Friday, June 16, 2006

m.

dói-me a tua morte anunciada.
os pulmões pesados,
o ar que dificilmente
te alimenta.

dói-me a saudade súbita
do sorriso nos lábios com que ano apos ano
te aproximei o cinzeiro ao queixo
para evitar
a cinza que sujasse os papeis
os livros
os filmes
o trabalho
os pulmões.

aqula vez em que
esqucido dos impropérios
flirtaste comigo.
o vestido vermelho a roçar-me a pele
e tu subitamente bem disposto, amigo

dói-me a saudade súbita
da distancia
dos cinzeiros sujos, cheios de vida
dos sorrisos desproporcionados, inusitados, inesperados

do livro que me mandaste
como tu, súbito.

dos cinzeiros
dos livros
dos risos
de ti.


nao morras ainda.
vou a caminho.

Wednesday, June 14, 2006

egoísmo

são apenas os reflexos do nossos olhos
o que podemos olhar,
mas aos outros podemos ver as almas,
assim o espelho à nossa frente
se abata sem estilhaçar.

Thursday, June 08, 2006

idade dos sonhos

lá fora caíam as últimas folhas de outono e o chão cobria-se de vermelhos. era um caminho estreito o que levava àquela casa, orlado pelas árvores que um dia alguém plantou, criando, como deus, um quadro da cor da nossa respiração quando sorrimos. pela janela, os olhos pousavam sobre o chão daquele ladrilhado claro, enquanto a alma descansava sobre si própria, como se por momentos pudesse extinguir-se. lá fora, no fim do caminho, junto à estrada, bem longe, passava a pé a mulher da vida dele.

Saturday, June 03, 2006

Verdade


Deste mundo não levo nada senão a humilhação de ter acreditado no Amor. Todas as matérias se reduzem a pó quando equiparadas a semelhante aterro. Ou terror. A essência do ser humano não existe em detrimento de outro espécime, mas sim para ter uma vida individual e própria, condicionada apenas pela assumpção de uma liberdade plena e relativa. Esse tipo de emoção facilmente se aliena com argumentos lógicos e cientificamente comprovados. Descartes sabia-o, todavia isso afasta-lo-ia da imortalidade. Os horizontes recuam a cada passo que damos em direcção ao Conhecimento e à Verdade, à nossa verdade, e não obstante a indiferença que nos caracteriza, somos também cruéis ao rejeitar a clarividência com que os factos se nos apresentam...indubitáveis! E assenta-se toda uma estrutura social em fundamentos auto-destrutivos, geradora de embriões de paixões assolapadas e estórias acompanhadas de prémios literários! Protegendo-se uma espécie destruidora dos outros e de si mesma.
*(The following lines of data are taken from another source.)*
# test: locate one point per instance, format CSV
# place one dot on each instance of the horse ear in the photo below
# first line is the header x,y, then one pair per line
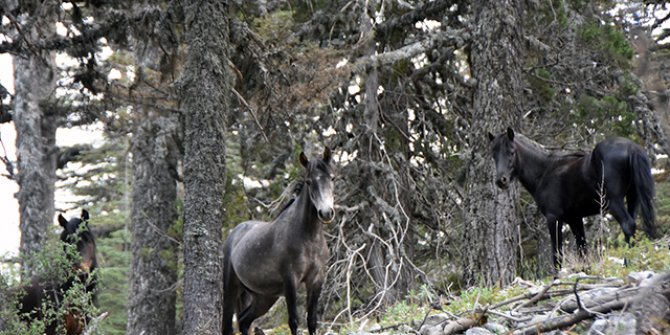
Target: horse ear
x,y
61,220
510,133
327,155
303,159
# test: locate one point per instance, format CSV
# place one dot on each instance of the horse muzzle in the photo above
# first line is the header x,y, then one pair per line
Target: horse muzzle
x,y
326,216
502,182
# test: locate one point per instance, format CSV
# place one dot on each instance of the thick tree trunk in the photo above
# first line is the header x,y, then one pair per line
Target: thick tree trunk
x,y
205,90
35,81
152,296
490,214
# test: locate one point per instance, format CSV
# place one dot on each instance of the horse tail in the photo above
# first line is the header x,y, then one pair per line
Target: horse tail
x,y
644,187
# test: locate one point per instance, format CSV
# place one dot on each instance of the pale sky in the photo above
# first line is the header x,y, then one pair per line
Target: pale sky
x,y
9,208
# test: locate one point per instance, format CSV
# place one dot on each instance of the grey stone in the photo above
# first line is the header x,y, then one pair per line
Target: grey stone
x,y
615,324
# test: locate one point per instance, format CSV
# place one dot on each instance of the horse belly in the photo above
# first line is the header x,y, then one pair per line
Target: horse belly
x,y
256,270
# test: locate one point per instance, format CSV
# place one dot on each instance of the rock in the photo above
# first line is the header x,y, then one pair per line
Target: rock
x,y
638,277
496,328
478,331
614,324
431,330
435,319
É paradoxal, se a isto somarmos a Inteligência e a Racionalidade com que vimos armados...Sejamos guerreiros, iluminemos o caminho da libertação, remendando a genuína causa de todo este teatro universal! Só nos resta um suicídio ininteligível...portanto, vivamos nesta doce inércia de acreditar... que não fomos abrangidos pela condenação "sísifica" de sermos o Princípio e o Fim.